Composition. Value. Contrast. Light. Shadow. color. Form. Shape language. Linear perspective. 3D construction. Line weight. Emphasis. Pattern. Balance. Rhythm. These are the equivalent of characters, verbs, sentences, introductory paragraphs, and satirical post-modern novels. They’re a means to an end – a way to get a message across the gap between your mind and someone else’s.

Mastering the medium of visual language is the true struggle of drawing. Not picking which iPad app to draw in. The material is a convenient distraction when understanding the medium is an incomprehensible and daunting task.

You are right to be afraid of the medium. I’m still afraid of it. Learning all it’s dimensions, elements, and variations is a lifelong challenge. It’s an infinite game . There is no end goal. You just get to keep playing.

Meat

The Meat is the whole point of your illustration. What is your drawing about? What are you saying? Why does it matter?

As one of my favourite writing professors used to say, -39 points for not having a point.

If we’re going to put in the effort to craft an entire illustration, it better be for something worthwhile. You need an idea, a concept, or a piece of information you want to move from your mind into the minds of other people. Without meat, you’re not serving any brain food to your audience. Which is why paintings of carefully arranges vases, daffodils, and clementines are disastrously dull. IMHO. You might be really into Baroque vase paintings. It’s great craftsmanship, but they don’t say much beyond “Look, a vase! Also, I’ve figured out how to pedantically paint realistic subjects!” Which has now been said enough times, and you probably don’t need to add to the chorus.


Moving past materials

Worrying about the materials should take up - at most - 10% of your attention and concern. Focus 70% of your attention on learning the medium while you’re just starting out.

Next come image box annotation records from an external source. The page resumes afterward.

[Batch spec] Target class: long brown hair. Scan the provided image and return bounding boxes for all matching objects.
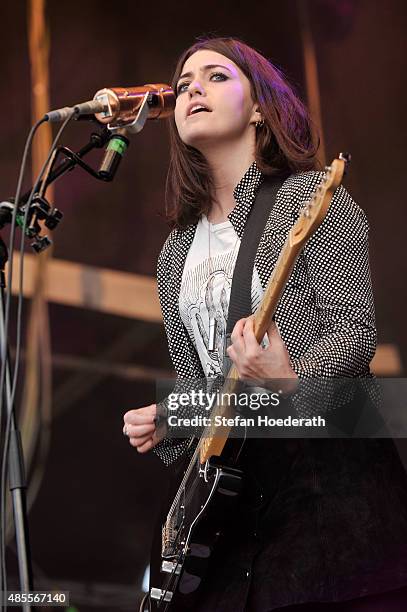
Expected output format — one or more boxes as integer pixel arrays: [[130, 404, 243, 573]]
[[166, 38, 318, 229]]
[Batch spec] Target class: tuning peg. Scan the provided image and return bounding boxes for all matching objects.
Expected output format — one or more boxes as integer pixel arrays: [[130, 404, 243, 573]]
[[339, 153, 352, 164]]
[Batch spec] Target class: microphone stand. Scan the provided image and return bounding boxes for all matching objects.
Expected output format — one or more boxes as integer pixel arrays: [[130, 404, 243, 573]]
[[0, 120, 127, 612], [0, 236, 33, 612]]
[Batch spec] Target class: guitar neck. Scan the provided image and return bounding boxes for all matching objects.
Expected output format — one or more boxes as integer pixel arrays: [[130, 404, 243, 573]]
[[253, 234, 302, 343]]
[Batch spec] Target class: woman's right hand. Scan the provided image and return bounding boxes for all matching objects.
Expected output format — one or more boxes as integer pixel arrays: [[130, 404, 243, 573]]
[[123, 404, 162, 453]]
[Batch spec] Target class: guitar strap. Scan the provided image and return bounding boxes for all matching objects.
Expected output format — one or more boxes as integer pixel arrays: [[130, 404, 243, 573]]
[[223, 176, 285, 376]]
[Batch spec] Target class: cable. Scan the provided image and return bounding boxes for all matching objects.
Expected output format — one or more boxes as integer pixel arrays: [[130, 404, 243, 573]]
[[0, 117, 46, 604], [0, 113, 73, 604]]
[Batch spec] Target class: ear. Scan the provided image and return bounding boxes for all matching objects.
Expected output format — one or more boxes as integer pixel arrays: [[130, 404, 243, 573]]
[[250, 102, 263, 124]]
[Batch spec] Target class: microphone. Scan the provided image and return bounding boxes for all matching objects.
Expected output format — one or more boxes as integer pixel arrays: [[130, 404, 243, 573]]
[[98, 129, 130, 182], [45, 83, 175, 128]]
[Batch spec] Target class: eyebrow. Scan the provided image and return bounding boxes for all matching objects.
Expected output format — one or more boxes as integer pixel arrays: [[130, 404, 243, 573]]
[[178, 64, 232, 81]]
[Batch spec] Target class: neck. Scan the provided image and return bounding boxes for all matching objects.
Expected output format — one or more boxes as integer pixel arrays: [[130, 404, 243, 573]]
[[203, 133, 254, 223]]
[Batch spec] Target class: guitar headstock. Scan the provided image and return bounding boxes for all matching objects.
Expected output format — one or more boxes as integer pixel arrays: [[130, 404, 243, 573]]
[[289, 154, 347, 245]]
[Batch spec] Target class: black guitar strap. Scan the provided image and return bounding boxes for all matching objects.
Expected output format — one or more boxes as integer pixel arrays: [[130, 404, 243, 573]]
[[223, 176, 285, 376]]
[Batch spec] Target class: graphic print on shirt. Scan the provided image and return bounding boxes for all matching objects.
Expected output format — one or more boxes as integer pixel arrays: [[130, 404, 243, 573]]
[[180, 250, 262, 378]]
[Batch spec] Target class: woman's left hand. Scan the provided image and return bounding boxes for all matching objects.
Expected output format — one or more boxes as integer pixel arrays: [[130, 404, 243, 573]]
[[227, 317, 298, 393]]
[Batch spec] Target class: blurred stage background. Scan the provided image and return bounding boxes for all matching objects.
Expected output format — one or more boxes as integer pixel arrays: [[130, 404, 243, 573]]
[[0, 0, 407, 611]]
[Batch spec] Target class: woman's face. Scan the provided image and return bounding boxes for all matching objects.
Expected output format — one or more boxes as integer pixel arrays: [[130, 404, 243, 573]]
[[175, 49, 260, 152]]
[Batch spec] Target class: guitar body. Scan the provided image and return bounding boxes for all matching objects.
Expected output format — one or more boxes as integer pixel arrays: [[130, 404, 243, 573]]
[[150, 440, 243, 612], [147, 156, 345, 612]]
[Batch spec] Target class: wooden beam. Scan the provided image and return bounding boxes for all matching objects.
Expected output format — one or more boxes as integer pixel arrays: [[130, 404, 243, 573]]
[[8, 253, 162, 323]]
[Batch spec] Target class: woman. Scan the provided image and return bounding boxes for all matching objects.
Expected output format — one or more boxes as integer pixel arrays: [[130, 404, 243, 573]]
[[124, 38, 407, 612]]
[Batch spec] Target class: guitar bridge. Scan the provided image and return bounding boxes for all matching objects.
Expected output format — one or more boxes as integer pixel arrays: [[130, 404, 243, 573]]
[[161, 561, 181, 576], [150, 587, 173, 602]]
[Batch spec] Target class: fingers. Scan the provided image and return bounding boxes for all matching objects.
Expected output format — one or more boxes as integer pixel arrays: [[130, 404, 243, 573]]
[[267, 320, 281, 342], [243, 317, 260, 353], [123, 404, 157, 425], [230, 319, 247, 343], [123, 404, 159, 453]]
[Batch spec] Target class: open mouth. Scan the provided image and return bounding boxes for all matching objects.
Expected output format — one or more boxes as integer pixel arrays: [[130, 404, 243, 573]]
[[188, 104, 211, 117]]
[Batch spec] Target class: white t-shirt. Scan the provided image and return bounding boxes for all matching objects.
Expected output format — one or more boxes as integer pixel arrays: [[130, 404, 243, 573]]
[[179, 216, 263, 377]]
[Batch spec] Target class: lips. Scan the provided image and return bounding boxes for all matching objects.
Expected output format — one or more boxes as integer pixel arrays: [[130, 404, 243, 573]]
[[187, 102, 211, 117]]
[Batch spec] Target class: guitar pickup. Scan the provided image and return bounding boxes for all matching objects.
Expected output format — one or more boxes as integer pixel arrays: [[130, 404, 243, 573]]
[[161, 561, 181, 576], [150, 587, 173, 602]]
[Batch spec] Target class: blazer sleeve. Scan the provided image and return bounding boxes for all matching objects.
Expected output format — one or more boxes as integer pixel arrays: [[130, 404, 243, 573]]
[[291, 186, 376, 378]]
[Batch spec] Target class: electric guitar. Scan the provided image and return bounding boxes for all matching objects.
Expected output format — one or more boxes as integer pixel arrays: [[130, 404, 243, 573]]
[[146, 154, 347, 612]]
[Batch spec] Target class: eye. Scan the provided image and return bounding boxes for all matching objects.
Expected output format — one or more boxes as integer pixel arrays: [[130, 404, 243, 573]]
[[210, 72, 228, 81], [177, 81, 189, 96]]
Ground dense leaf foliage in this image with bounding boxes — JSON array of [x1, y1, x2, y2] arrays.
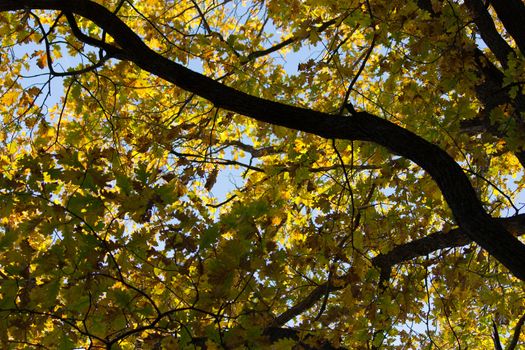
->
[[0, 0, 525, 349]]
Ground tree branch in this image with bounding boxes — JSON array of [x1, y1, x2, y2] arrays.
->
[[0, 0, 525, 280]]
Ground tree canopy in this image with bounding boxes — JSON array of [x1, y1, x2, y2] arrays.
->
[[0, 0, 525, 350]]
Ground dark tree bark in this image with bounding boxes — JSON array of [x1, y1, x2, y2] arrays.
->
[[0, 0, 525, 280]]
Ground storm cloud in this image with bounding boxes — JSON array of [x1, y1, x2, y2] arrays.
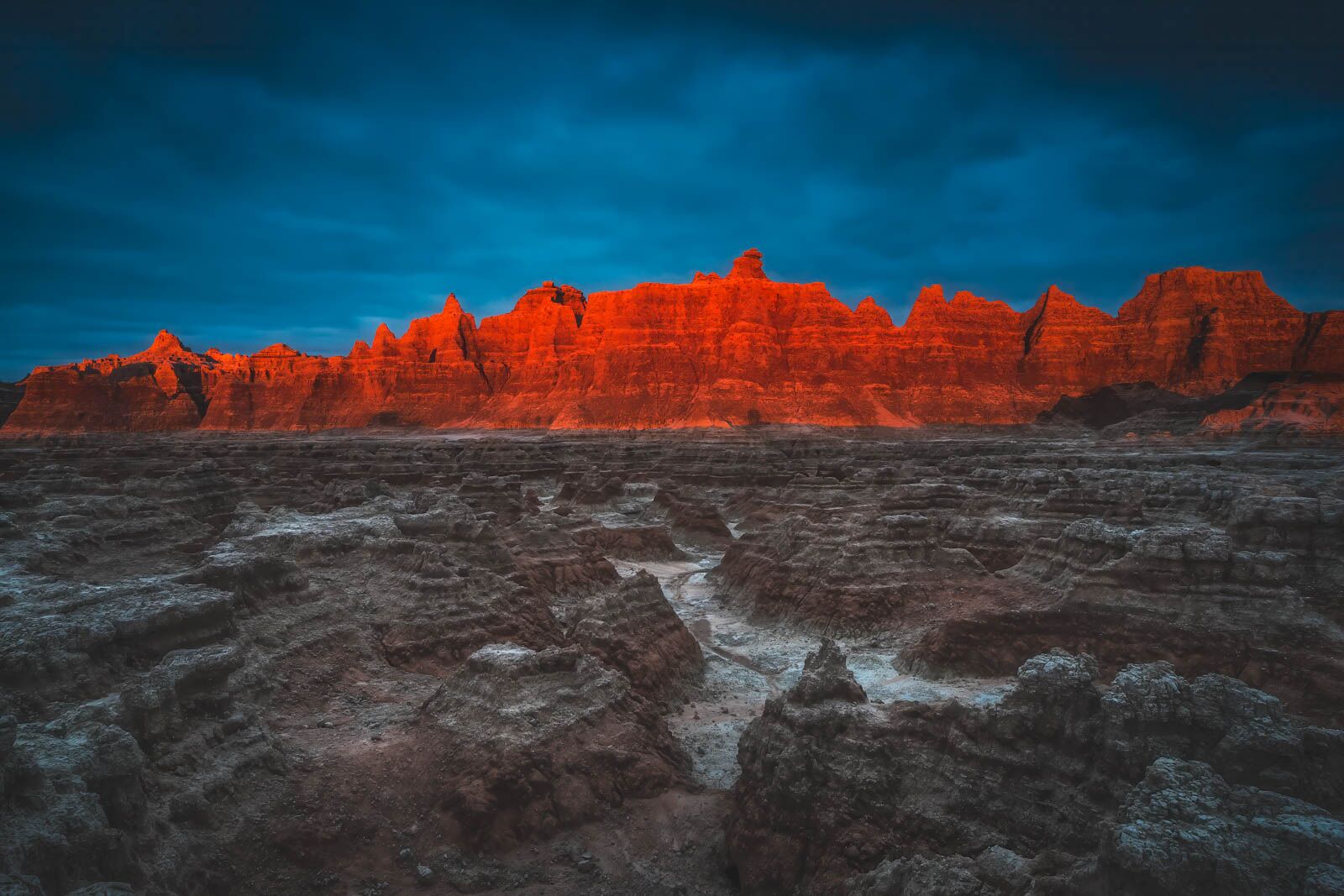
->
[[0, 3, 1344, 379]]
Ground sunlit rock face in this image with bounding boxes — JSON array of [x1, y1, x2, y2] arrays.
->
[[4, 249, 1344, 432]]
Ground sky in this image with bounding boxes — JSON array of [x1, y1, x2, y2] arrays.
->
[[0, 0, 1344, 379]]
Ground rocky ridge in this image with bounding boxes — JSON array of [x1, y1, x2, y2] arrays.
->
[[0, 250, 1344, 434]]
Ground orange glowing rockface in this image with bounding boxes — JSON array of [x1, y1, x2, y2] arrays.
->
[[4, 250, 1344, 432]]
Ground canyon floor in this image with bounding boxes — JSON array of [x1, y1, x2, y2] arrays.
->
[[0, 429, 1344, 896]]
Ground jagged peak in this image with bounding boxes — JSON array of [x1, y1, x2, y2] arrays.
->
[[253, 343, 302, 358], [150, 329, 191, 352], [374, 324, 396, 351], [728, 249, 770, 280]]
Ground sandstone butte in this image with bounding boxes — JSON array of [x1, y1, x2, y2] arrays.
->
[[4, 250, 1344, 434]]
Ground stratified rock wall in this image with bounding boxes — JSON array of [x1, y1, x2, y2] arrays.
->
[[4, 250, 1344, 432]]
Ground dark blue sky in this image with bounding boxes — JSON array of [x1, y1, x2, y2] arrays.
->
[[0, 0, 1344, 379]]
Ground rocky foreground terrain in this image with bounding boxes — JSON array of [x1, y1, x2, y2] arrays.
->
[[0, 429, 1344, 896]]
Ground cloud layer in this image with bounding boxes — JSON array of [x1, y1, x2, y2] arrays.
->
[[0, 3, 1344, 379]]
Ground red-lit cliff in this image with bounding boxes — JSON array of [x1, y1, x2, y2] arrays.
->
[[4, 250, 1344, 432]]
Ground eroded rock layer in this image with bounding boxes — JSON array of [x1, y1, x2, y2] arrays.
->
[[0, 429, 1344, 896], [4, 250, 1344, 432]]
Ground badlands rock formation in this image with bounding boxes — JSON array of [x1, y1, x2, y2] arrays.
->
[[10, 250, 1344, 432], [0, 429, 1344, 896]]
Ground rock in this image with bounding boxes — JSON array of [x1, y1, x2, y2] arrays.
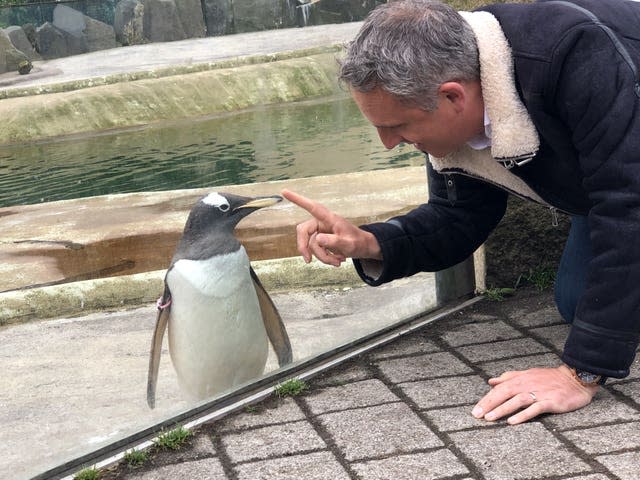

You can keep 20% of your focus on the Meat. But I wouldn’t worry too much about communicating original, profound ideas at first. Doing so in addition to learning a whole new language is going to be overwhelming.

In the same way it’s a bad idea to learn Spanish while simultaneously trying to write a philosophy dissertation in it.

Once you get more comfortable “speaking” in visual language, you’ll be able to shift a much higher percentage of your attention onto the Meat. You’ll get to focus on The Thing You Want to Say, and know enough visual language to say it well.

That’s the ideal I’m currently striving for. To reach a point where the Material is irrelevant, the Medium is a baked into my subconscious, and I’m all about the Meat.

2% Material, 18% Medium, 80% Meat

That’s the goal. Don’t let the shiny iPad reflection blind you.

Get past picking the Material. Focus on the Medium. Aim for the Meat.